Carlos Rocha tinha apenas 11 anos. Dava trabalho para a avó materna e tinha mau comportamento na escola em carlosrochaGandu, na Bahia. A mãe morava no Espírito Santo, para onde veio atrás de uma vida melhor. Não houve outra saída. De família humilde, ele pegou o ônibus ao lado de uma amiga de Marizete e desembarcou na rodoviária de Vitória.

“Na linha” e já adolescente, o baiano conheceu o boxe aos 16 anos. O que era um passatempo para manter a forma virou coisa séria.

O problema era a falta de dinheiro para treinar. Talentoso, Carlos não desistiu do sonho. Morou em uma academia em Vila Velha, lavou pratos, o chão, e hoje, aos 21, com a esposa Joyce esperando o primeiro filho do casal, vê no Canadá a chance não apenas de uma medalha, mas também de aumentar a renda da família, hoje de R$ 1,2 mil graças ao salário que recebe da Confederação Brasileira de Boxe (CBB).

– Essa é a minha única renda e me ajuda muito, já que não tenho patrocínio nenhum e não faço parte das Forças Armadas. Vim em busca de uma medalha para melhorar de vida e seguir em frente no esporte. Por isso que estou aqui nos Jogos Pan-Americanos. Um resultado aqui é importante para ajudar a minha família. Dá para buscar uma medalha aqui e isso pode mudar a minha vida. Era difícil quando comecei. Morei na academia. Ficava lá e também em casa. Tinha duas casas praticamente. As vezes não tinha dinheiro para voltar para casa e outras vezes ficava para me preparar para os campeonatos. Limpava, lavava prato. Foram uns dois anos assim.

Lutando no peso até 52kg e há um ano na seleção brasileira, Carlos dificilmente vai aos Jogos Olímpicos do Rio de Janeiro, em 2016, e também no Mundial deste ano, em outubro, no Catar. Robenílson de Jesus é o titular da categoria e só não veio ao Pan por lutar na liga semiprofissional da Aiba. O Pan, então, virou a Olimpíadas do baiano, que sofreu um duro golpe financeiro em dezembro passado, quando deixou de receber o Bolsa-Atleta pelo Espírito Santo.

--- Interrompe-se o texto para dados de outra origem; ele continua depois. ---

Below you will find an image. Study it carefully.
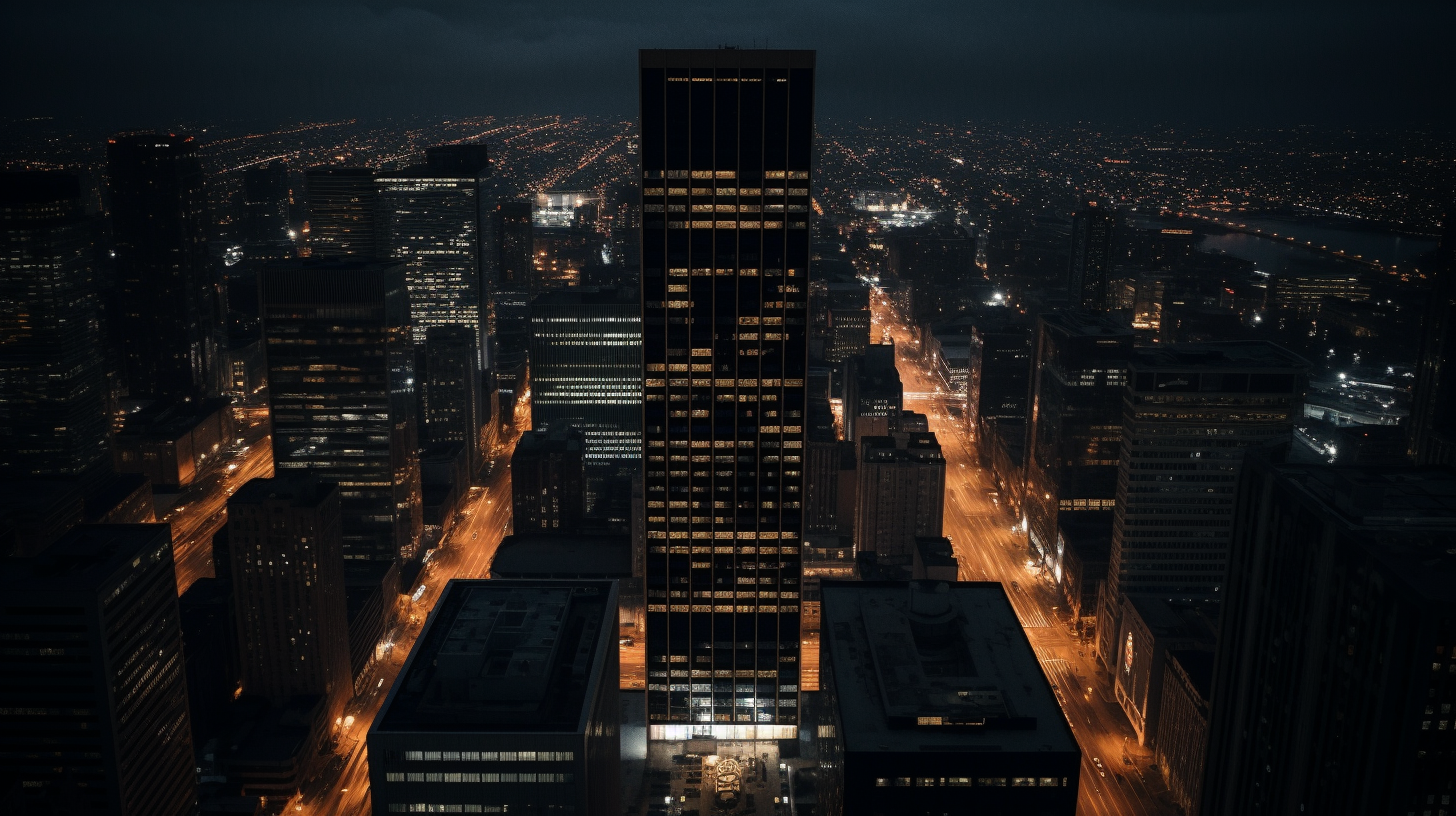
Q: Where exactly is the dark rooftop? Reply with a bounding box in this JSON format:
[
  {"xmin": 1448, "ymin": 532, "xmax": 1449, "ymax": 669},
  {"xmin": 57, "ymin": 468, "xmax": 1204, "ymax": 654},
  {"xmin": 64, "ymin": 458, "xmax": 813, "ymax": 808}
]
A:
[{"xmin": 374, "ymin": 580, "xmax": 617, "ymax": 733}]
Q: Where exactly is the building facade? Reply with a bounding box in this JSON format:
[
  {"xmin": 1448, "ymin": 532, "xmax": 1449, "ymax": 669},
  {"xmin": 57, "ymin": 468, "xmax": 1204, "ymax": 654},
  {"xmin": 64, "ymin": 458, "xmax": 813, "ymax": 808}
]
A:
[
  {"xmin": 259, "ymin": 259, "xmax": 422, "ymax": 562},
  {"xmin": 639, "ymin": 50, "xmax": 814, "ymax": 739},
  {"xmin": 0, "ymin": 525, "xmax": 197, "ymax": 816}
]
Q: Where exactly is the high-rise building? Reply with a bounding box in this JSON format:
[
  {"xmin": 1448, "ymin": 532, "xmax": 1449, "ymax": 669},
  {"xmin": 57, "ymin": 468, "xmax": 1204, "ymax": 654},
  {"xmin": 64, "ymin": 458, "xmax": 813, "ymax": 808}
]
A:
[
  {"xmin": 368, "ymin": 580, "xmax": 622, "ymax": 816},
  {"xmin": 817, "ymin": 580, "xmax": 1082, "ymax": 816},
  {"xmin": 855, "ymin": 433, "xmax": 945, "ymax": 565},
  {"xmin": 1067, "ymin": 201, "xmax": 1117, "ymax": 310},
  {"xmin": 304, "ymin": 165, "xmax": 379, "ymax": 261},
  {"xmin": 106, "ymin": 134, "xmax": 226, "ymax": 399},
  {"xmin": 376, "ymin": 144, "xmax": 491, "ymax": 364},
  {"xmin": 259, "ymin": 259, "xmax": 422, "ymax": 562},
  {"xmin": 511, "ymin": 425, "xmax": 587, "ymax": 535},
  {"xmin": 641, "ymin": 48, "xmax": 814, "ymax": 739},
  {"xmin": 418, "ymin": 325, "xmax": 494, "ymax": 477},
  {"xmin": 1200, "ymin": 460, "xmax": 1456, "ymax": 816},
  {"xmin": 0, "ymin": 525, "xmax": 197, "ymax": 816},
  {"xmin": 1024, "ymin": 312, "xmax": 1133, "ymax": 583},
  {"xmin": 1409, "ymin": 220, "xmax": 1456, "ymax": 465},
  {"xmin": 530, "ymin": 289, "xmax": 642, "ymax": 465},
  {"xmin": 0, "ymin": 172, "xmax": 108, "ymax": 476},
  {"xmin": 1096, "ymin": 341, "xmax": 1307, "ymax": 667},
  {"xmin": 227, "ymin": 475, "xmax": 354, "ymax": 721}
]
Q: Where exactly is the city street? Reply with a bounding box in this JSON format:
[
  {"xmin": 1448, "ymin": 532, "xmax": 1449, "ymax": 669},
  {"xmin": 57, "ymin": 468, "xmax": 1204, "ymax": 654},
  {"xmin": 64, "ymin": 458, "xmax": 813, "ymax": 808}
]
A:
[{"xmin": 874, "ymin": 291, "xmax": 1174, "ymax": 816}]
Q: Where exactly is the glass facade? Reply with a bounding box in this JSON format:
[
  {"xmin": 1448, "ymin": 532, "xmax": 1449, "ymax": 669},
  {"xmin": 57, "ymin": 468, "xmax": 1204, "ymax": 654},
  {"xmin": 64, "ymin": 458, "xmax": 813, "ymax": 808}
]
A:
[
  {"xmin": 641, "ymin": 48, "xmax": 814, "ymax": 739},
  {"xmin": 259, "ymin": 261, "xmax": 424, "ymax": 561}
]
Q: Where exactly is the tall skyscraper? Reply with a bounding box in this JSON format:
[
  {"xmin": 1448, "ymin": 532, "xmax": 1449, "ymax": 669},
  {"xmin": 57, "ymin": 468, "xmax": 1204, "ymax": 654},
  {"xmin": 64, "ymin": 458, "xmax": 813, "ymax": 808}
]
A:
[
  {"xmin": 1067, "ymin": 201, "xmax": 1117, "ymax": 310},
  {"xmin": 304, "ymin": 165, "xmax": 379, "ymax": 261},
  {"xmin": 0, "ymin": 172, "xmax": 108, "ymax": 476},
  {"xmin": 639, "ymin": 48, "xmax": 814, "ymax": 739},
  {"xmin": 376, "ymin": 144, "xmax": 491, "ymax": 364},
  {"xmin": 530, "ymin": 289, "xmax": 642, "ymax": 465},
  {"xmin": 0, "ymin": 525, "xmax": 197, "ymax": 816},
  {"xmin": 1096, "ymin": 341, "xmax": 1307, "ymax": 666},
  {"xmin": 855, "ymin": 433, "xmax": 945, "ymax": 567},
  {"xmin": 259, "ymin": 259, "xmax": 424, "ymax": 562},
  {"xmin": 418, "ymin": 326, "xmax": 494, "ymax": 477},
  {"xmin": 106, "ymin": 134, "xmax": 226, "ymax": 399},
  {"xmin": 1409, "ymin": 220, "xmax": 1456, "ymax": 465},
  {"xmin": 227, "ymin": 475, "xmax": 354, "ymax": 721},
  {"xmin": 1200, "ymin": 460, "xmax": 1456, "ymax": 816},
  {"xmin": 1024, "ymin": 312, "xmax": 1133, "ymax": 583}
]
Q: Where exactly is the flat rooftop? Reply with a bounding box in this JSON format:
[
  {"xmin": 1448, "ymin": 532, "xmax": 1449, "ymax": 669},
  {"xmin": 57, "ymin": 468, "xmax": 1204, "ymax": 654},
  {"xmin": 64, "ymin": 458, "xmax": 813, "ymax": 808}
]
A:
[
  {"xmin": 373, "ymin": 580, "xmax": 617, "ymax": 733},
  {"xmin": 821, "ymin": 581, "xmax": 1077, "ymax": 753}
]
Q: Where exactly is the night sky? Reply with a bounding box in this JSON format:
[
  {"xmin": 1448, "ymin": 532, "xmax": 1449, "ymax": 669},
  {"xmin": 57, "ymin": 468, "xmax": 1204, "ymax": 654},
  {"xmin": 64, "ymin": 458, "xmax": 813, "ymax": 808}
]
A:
[{"xmin": 0, "ymin": 0, "xmax": 1456, "ymax": 127}]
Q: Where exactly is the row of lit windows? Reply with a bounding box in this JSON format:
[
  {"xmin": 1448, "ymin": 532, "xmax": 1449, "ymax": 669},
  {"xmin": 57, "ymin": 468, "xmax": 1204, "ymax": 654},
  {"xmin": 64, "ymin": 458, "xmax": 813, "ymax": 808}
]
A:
[
  {"xmin": 405, "ymin": 750, "xmax": 575, "ymax": 762},
  {"xmin": 384, "ymin": 771, "xmax": 571, "ymax": 782},
  {"xmin": 875, "ymin": 777, "xmax": 1067, "ymax": 788}
]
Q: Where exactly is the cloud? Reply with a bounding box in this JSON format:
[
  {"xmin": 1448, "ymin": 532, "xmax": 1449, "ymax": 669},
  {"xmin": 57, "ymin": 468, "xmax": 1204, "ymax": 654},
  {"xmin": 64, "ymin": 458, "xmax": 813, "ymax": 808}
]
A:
[{"xmin": 0, "ymin": 0, "xmax": 1456, "ymax": 124}]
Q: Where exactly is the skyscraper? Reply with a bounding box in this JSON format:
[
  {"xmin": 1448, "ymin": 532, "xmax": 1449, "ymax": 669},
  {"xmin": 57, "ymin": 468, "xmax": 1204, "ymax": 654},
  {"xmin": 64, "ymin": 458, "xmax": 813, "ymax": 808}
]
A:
[
  {"xmin": 1096, "ymin": 341, "xmax": 1307, "ymax": 666},
  {"xmin": 1025, "ymin": 312, "xmax": 1133, "ymax": 583},
  {"xmin": 106, "ymin": 134, "xmax": 226, "ymax": 398},
  {"xmin": 227, "ymin": 475, "xmax": 354, "ymax": 721},
  {"xmin": 1067, "ymin": 201, "xmax": 1117, "ymax": 310},
  {"xmin": 1200, "ymin": 458, "xmax": 1456, "ymax": 816},
  {"xmin": 419, "ymin": 325, "xmax": 495, "ymax": 477},
  {"xmin": 259, "ymin": 259, "xmax": 422, "ymax": 562},
  {"xmin": 1409, "ymin": 220, "xmax": 1456, "ymax": 465},
  {"xmin": 0, "ymin": 525, "xmax": 197, "ymax": 816},
  {"xmin": 376, "ymin": 144, "xmax": 491, "ymax": 364},
  {"xmin": 530, "ymin": 289, "xmax": 642, "ymax": 465},
  {"xmin": 639, "ymin": 48, "xmax": 814, "ymax": 739},
  {"xmin": 0, "ymin": 172, "xmax": 106, "ymax": 476},
  {"xmin": 304, "ymin": 166, "xmax": 379, "ymax": 261}
]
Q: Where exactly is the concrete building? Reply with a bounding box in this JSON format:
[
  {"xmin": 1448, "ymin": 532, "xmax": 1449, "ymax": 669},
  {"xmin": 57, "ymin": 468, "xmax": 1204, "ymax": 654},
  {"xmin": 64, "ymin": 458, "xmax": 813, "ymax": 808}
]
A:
[
  {"xmin": 818, "ymin": 581, "xmax": 1082, "ymax": 816},
  {"xmin": 368, "ymin": 580, "xmax": 622, "ymax": 816}
]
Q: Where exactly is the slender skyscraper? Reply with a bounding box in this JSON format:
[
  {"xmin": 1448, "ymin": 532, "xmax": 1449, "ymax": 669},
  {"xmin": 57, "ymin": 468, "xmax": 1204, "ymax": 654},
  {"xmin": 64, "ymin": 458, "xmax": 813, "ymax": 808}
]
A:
[
  {"xmin": 0, "ymin": 172, "xmax": 106, "ymax": 476},
  {"xmin": 259, "ymin": 259, "xmax": 424, "ymax": 561},
  {"xmin": 106, "ymin": 134, "xmax": 226, "ymax": 398},
  {"xmin": 376, "ymin": 144, "xmax": 491, "ymax": 364},
  {"xmin": 641, "ymin": 48, "xmax": 814, "ymax": 739}
]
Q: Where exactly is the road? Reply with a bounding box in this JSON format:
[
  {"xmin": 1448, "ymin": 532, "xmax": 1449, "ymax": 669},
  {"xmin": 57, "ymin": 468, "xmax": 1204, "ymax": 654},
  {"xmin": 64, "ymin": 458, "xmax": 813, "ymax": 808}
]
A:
[{"xmin": 874, "ymin": 293, "xmax": 1174, "ymax": 816}]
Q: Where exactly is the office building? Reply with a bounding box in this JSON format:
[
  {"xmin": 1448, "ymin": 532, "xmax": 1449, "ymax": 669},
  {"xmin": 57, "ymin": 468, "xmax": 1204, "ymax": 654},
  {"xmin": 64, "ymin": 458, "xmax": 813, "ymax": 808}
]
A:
[
  {"xmin": 1409, "ymin": 222, "xmax": 1456, "ymax": 465},
  {"xmin": 641, "ymin": 50, "xmax": 814, "ymax": 739},
  {"xmin": 1112, "ymin": 593, "xmax": 1219, "ymax": 745},
  {"xmin": 844, "ymin": 344, "xmax": 904, "ymax": 446},
  {"xmin": 106, "ymin": 134, "xmax": 226, "ymax": 399},
  {"xmin": 530, "ymin": 289, "xmax": 642, "ymax": 465},
  {"xmin": 855, "ymin": 433, "xmax": 945, "ymax": 565},
  {"xmin": 0, "ymin": 172, "xmax": 106, "ymax": 476},
  {"xmin": 965, "ymin": 316, "xmax": 1035, "ymax": 437},
  {"xmin": 1153, "ymin": 648, "xmax": 1213, "ymax": 816},
  {"xmin": 1025, "ymin": 312, "xmax": 1133, "ymax": 581},
  {"xmin": 227, "ymin": 475, "xmax": 354, "ymax": 721},
  {"xmin": 416, "ymin": 325, "xmax": 495, "ymax": 477},
  {"xmin": 511, "ymin": 425, "xmax": 587, "ymax": 535},
  {"xmin": 1201, "ymin": 458, "xmax": 1456, "ymax": 816},
  {"xmin": 303, "ymin": 165, "xmax": 379, "ymax": 261},
  {"xmin": 376, "ymin": 144, "xmax": 491, "ymax": 358},
  {"xmin": 259, "ymin": 259, "xmax": 422, "ymax": 562},
  {"xmin": 818, "ymin": 581, "xmax": 1082, "ymax": 816},
  {"xmin": 368, "ymin": 580, "xmax": 622, "ymax": 816},
  {"xmin": 0, "ymin": 525, "xmax": 197, "ymax": 816},
  {"xmin": 1067, "ymin": 201, "xmax": 1117, "ymax": 312},
  {"xmin": 1096, "ymin": 341, "xmax": 1307, "ymax": 669}
]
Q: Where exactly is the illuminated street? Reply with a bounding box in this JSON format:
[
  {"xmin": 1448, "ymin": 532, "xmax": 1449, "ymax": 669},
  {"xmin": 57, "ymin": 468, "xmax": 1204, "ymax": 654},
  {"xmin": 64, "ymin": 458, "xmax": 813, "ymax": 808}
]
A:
[{"xmin": 874, "ymin": 294, "xmax": 1172, "ymax": 816}]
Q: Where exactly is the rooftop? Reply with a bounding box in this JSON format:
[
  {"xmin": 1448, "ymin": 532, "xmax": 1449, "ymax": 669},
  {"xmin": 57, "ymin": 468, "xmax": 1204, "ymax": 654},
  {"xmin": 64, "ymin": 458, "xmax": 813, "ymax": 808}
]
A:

– Ano passado recebi o Bolsa-Atleta pelo Espírito Santo, mas esse ano não consegui. Só recebi até dezembro, me ajudava muito com R$ 1.500 mensais. E eu represento o Espírito Santo nas competições nacionais. Dizem que é porque eu não nasci lá, então não posso receber. Me sinto triste. Agora mesmo falaram que sou capixaba. Qualquer matéria que sai é Carlos Rocha do Espírito Santo. Dá vontade de ir lá e falar que não sou capixaba. Não me ajudam e querem que eu ajude eles. Só querem venha nós – desabafa.

Depois que entrou na seleção brasileira, Carlos deixou a comunidade de São Conrado, em Terra Vermelha, bairro bem humilde no Espírito Santo e com alto índice de criminalidade. Não se envolveu com problemas, terminou o ensino médio, mas não busca uma faculdade. Quer abrir o próprio negócio ou quem sabe se profissionalizar caso o destino o leve por esse caminho. Para um menino que saiu sozinho de ônibus aos 11 anos da Bahia para Vitória, planejar o futuro não é fácil.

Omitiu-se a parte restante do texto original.